In order to use this, you need to have a [premai-io](https://premai.io) account. You can get started [here](https://docs.premai.io) to get start a new project and get a project_id and API key. 

The final auto-correct with gpt only triggers when you provide `premai_api_key` and `premai_project_id` parameters while instantiating the pipeline.

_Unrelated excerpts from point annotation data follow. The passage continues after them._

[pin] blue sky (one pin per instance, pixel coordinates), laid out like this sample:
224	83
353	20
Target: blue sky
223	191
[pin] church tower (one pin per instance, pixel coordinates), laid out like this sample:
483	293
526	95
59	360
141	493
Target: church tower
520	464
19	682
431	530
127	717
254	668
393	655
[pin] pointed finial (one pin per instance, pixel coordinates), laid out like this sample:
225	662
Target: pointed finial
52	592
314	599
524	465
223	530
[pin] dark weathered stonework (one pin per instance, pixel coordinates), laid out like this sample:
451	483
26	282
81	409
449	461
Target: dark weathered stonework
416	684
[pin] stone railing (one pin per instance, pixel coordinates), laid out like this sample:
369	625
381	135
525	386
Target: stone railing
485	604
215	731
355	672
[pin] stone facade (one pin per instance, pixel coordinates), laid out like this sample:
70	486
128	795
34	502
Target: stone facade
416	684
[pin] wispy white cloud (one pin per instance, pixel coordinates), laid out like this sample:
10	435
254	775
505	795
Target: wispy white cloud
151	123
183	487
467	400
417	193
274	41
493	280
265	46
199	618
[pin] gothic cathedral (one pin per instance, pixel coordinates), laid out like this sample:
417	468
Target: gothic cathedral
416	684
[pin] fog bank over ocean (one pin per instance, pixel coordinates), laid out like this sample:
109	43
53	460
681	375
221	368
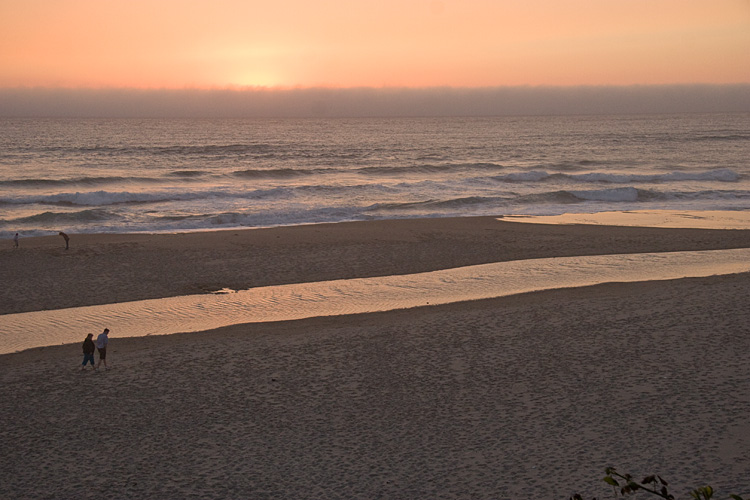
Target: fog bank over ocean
373	102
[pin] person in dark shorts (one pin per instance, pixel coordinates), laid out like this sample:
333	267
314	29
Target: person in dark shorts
88	351
101	345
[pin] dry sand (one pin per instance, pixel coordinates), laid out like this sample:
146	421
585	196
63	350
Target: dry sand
528	396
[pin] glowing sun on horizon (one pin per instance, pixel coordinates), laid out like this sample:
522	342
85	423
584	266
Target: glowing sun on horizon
256	78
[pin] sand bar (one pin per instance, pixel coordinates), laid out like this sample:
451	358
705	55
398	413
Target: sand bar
528	396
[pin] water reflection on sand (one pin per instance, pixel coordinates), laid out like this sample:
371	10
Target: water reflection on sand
352	296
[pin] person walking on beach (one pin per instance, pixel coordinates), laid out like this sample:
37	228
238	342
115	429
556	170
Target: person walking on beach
101	345
88	351
67	239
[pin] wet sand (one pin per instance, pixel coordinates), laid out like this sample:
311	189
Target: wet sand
528	396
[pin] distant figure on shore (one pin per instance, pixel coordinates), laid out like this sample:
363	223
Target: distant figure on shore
101	345
88	351
67	239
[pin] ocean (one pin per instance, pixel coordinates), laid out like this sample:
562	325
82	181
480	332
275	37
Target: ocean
153	175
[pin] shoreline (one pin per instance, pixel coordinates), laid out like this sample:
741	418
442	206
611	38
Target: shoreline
474	400
108	268
481	399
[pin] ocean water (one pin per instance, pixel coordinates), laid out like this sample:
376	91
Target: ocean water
127	175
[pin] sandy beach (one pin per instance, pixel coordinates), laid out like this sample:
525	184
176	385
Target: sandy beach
528	396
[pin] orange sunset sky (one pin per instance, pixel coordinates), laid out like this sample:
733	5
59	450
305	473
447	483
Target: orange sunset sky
374	43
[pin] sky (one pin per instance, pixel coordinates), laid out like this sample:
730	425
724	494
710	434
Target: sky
348	44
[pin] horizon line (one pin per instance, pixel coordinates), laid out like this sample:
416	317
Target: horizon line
301	102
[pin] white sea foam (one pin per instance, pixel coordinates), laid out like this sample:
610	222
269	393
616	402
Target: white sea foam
181	175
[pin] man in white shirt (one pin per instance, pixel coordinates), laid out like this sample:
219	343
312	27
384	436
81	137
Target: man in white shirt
101	345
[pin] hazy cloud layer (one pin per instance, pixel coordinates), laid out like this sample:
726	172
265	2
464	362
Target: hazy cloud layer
369	102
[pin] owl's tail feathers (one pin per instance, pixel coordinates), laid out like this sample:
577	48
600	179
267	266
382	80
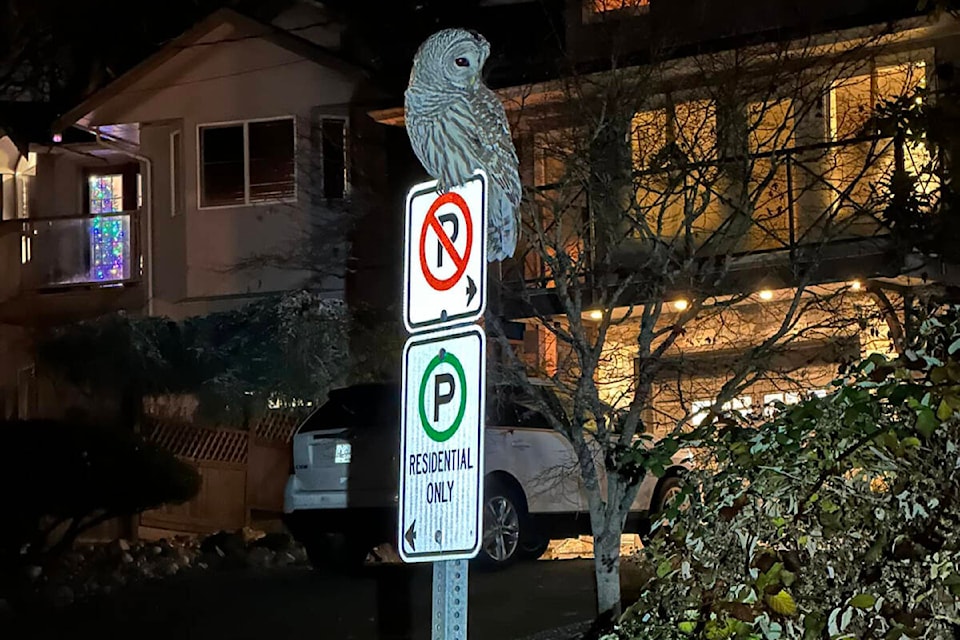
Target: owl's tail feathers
502	229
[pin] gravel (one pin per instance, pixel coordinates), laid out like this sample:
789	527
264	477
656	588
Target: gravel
94	569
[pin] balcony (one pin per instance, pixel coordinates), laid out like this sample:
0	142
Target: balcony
65	268
819	204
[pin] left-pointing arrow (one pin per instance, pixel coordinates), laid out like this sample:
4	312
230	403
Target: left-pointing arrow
411	535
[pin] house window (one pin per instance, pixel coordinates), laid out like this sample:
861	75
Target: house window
247	163
334	159
109	236
175	172
328	140
597	8
700	408
106	193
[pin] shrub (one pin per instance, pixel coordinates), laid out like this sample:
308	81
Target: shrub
59	479
837	518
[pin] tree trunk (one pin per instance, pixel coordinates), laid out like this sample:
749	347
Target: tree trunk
606	566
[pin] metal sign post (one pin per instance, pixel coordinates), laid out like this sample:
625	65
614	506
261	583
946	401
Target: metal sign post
444	382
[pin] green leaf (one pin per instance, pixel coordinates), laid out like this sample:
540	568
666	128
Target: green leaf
664	568
954	346
944	411
863	601
939	375
926	422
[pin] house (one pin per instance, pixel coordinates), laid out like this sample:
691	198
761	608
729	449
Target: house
755	163
208	175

Here how it looks like: 

In [10]:
premai_api_key="Fqxxxxx-xxxxxx-xxxxx-xxxx" # Replace this
premai_project_id=1234 # Replace this 

agent_with_corrector = SimpleText2SQLAgent(
    dsn_or_db_path=db,
    generator=Text2SQLGeneratorHF(
        model_or_name_or_path="premai-io/prem-1B-SQL",
        experiment_name="test_nli",
        device="cuda:0",
        type="test"
    ),
    premai_api_key=premai_api_key,
    premai_project_id=premai_project_id
)

2024-09-06 20:05:04,760 - [GENERATOR] - INFO - Experiment folder found in: experiments/test/test_nli
Unrecognized keys in `rope_scaling` for 'rope_type'='linear': {'type'}
Loading checkpoint shards: 100%|██████████| 2/2 [00:05<00:00,  2.91s/it]
2024-09-06 20:05:11,380 - [SIMPLE-AGENT] - INFO - Everything set
2024-09-06 20:05:11,380 - [SIMPLE-AGENT] - INFO - Using gpt-4o as the final corrector


And now asking the same question, we get the correct answer. You can also see a info being logged which tells it is using GPT for final correction.

In [11]:
agent_with_corrector.query("what is the max high grade")["table"]



2024-09-06 20:05:14,629 - [SIMPLE-AGENT] - INFO - => Going for final correction ...


Unnamed: 0,MAX(`High Grade`)
0,Post Secondary


## Future Plans

Currently local LLMs for text to SQL still do not have very good autonomous capabilities. So still there becomes a dependency of closed source models to some extent. However in upcoming versions we are going to replace that with fully local autonomous and reliable text to SQL pipelines.